The proposed Boundary-Selective Fusion method combines alpha masks generated by the depth-based and the learning-based matting techniques on a pixel-by-pixel basis. The flowchart of the proposed Boundary-Selective Fusion is shown in Figure 6a and can be roughly divided into four parts: boundary interaction, maximum union, edge correction, and largest connected component selection.

Boundary Intersection: Morphological erosion and dilation are applied and then subtracted to obtain a distinct boundary region of the alpha matte predicted by each individual matting module. The intersection of these two boundaries is considered the final boundary region;
Maximum Union: Since the depth-based matting typically has higher spatial integrity but less accurate edges, the maximum values of the alpha mattes predicted by both methods are combined through a pixel-wise Max operation to create a union matte;
Edge Correction: The boundary regions of the depth-based alpha matte are prone to noise and may be less reliable. Therefore, these boundary regions are replaced with the corresponding regions from the deep learning-based alpha matte, resulting in a more accurate combined alpha matte;
Largest Connected Component Selection: Perform connected component analysis and retain only the largest connected component in the foreground. All other connected components are discarded to minimize background noise in the final alpha matte.

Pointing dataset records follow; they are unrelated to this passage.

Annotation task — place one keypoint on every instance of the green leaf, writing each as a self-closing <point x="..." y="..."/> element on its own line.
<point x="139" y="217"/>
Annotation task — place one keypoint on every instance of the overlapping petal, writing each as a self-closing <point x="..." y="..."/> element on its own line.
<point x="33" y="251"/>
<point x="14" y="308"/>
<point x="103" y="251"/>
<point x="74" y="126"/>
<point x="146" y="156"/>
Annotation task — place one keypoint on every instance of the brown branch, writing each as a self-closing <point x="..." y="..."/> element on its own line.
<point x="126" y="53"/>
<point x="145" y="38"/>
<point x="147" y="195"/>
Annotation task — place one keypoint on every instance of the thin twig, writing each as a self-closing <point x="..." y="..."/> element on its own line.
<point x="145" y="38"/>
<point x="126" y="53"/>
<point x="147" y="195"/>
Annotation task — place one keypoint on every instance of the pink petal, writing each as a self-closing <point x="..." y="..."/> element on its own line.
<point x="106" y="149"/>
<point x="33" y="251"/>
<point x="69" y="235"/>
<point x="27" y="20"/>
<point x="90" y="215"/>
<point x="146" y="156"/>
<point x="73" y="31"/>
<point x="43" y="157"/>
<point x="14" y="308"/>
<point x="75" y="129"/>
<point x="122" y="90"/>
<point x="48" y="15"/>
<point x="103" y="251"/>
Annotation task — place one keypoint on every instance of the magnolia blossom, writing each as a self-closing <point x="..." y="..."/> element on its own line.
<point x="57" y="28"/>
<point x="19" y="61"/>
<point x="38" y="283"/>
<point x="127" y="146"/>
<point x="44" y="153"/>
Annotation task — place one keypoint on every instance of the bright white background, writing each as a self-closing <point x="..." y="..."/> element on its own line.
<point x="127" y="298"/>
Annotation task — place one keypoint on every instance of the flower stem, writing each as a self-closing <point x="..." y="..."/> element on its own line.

The essence of the proposed Boundary-Selective Fusion method is to retain the solid foreground from the depth-based matte while preserving the boundary details from the deep learning-based matte. For qualitative comparison, the alpha mattes generated by the deep learning-based method, the depth-based method, the proposed Boundary-Selective Fusion method, as well as the ground truth are demonstrated in Figure 6b–e.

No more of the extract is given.